The next award — the Urey Prize — went to Sarah Stewart of Harvard University, for her research of impacts onto icy bodies. Then the DPS awarded the Kuiper Prize to Tobias Owen of the University of Hawaii at Monoa “for his outstanding contributions to the field of planetary science.”

Owen, “one of the fathers of the Cassini mission,” still works on the project. He gave a great lecture — it had spots of humor and covered a fairly broad topic (so that even I, with my little planetary science expertise, understood the majority of it). It sounds like he has impacted many areas in planetary science. It was a pleasure sitting in on his talk.

At lunch I tried driving to a grocery store only to discover that none of the streets in Fajardo, Puerto Rico, is labeled. Mission failed.

The second half of the day switched gears and was filled with science sessions, so I tried to jump around to a few different ones.

First I attended a session about irregular satellite debris belts. Anne Verbiscer of the University of Virginia announced her team’s discovery of an enormous dust ring around Saturn. Douglas Hamilton of the University of Maryland followed with additional details. This ring is the largest known planetary ring in the solar system. It’s some 40 times Saturn’s radius (Rsat) high. Its inner edge starts around 128 Rsat out from Saturn and extends to 207 Rsat. The ring seems to be inclined 27 degrees to Saturn’s equatorial plane.

The team observed this huge ring with the Spitzer Space Telescope. Saturn’s irregular satellite, Phoebe, is within the ring. The team described how impacts with Phoebe produced debris that remains in a thick disk around the satellite’s orbit, therefore creating this huge ring. Hamilton explained that if you were standing within the ring, the density is such that you’d be hit by a particle about once per minute — that’s a pretty low density. The October 7 issue of Nature includes the team’s study.

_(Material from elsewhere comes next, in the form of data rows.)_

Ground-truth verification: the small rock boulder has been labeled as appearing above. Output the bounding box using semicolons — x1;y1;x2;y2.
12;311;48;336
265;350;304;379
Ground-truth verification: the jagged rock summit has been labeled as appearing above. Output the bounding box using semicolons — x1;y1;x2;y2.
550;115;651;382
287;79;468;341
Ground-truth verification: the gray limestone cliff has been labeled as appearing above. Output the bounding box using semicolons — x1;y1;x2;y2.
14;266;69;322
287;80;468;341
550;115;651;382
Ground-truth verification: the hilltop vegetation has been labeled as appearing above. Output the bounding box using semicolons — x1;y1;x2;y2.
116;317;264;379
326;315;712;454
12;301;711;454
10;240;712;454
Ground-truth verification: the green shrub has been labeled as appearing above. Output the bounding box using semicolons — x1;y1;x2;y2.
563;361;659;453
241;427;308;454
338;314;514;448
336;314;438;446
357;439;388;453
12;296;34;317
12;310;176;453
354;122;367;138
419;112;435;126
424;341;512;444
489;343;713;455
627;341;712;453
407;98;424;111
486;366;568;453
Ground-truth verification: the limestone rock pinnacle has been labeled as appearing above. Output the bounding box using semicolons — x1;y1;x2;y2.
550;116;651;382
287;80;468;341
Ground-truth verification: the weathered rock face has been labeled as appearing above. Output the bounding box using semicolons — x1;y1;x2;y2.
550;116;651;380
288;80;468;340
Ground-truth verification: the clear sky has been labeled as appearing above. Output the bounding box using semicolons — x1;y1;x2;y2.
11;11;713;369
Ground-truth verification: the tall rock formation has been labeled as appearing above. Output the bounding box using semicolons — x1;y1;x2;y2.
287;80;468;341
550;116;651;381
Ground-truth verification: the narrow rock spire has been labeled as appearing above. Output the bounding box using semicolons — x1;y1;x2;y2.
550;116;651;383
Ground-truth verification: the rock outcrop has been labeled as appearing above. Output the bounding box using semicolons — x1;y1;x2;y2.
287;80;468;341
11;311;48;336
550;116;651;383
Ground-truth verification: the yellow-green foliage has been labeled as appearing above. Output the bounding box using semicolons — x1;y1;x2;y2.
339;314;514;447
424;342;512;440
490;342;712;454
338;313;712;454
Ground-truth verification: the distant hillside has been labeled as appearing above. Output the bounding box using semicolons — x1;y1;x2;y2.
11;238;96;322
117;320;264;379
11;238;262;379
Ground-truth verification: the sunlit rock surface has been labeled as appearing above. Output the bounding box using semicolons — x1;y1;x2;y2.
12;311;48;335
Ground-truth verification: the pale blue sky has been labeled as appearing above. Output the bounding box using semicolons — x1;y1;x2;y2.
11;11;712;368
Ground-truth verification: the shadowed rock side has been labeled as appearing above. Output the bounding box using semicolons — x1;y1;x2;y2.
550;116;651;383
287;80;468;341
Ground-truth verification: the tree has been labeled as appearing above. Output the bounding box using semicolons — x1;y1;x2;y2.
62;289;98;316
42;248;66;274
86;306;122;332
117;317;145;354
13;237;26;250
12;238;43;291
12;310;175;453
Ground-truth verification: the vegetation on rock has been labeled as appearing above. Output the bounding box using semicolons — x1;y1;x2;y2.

After sitting in on a few presentations in a session about Titan’s surface, I stopped by a science discussion about the atmospheres of jovian planets. In this presentation, Teresa Del Rio Gaztelurrutia of the Universidad del Pais in Vasco, Spain, described a long-lived cyclone in Saturn’s atmosphere. This cyclone has been around for at least 4 years (Cassini instruments have observed it from June 2004 through May 2008).

Wednesday looks like another jam-packed day. I’m definitely looking forward to wandering through the exhibit hall to view the posters.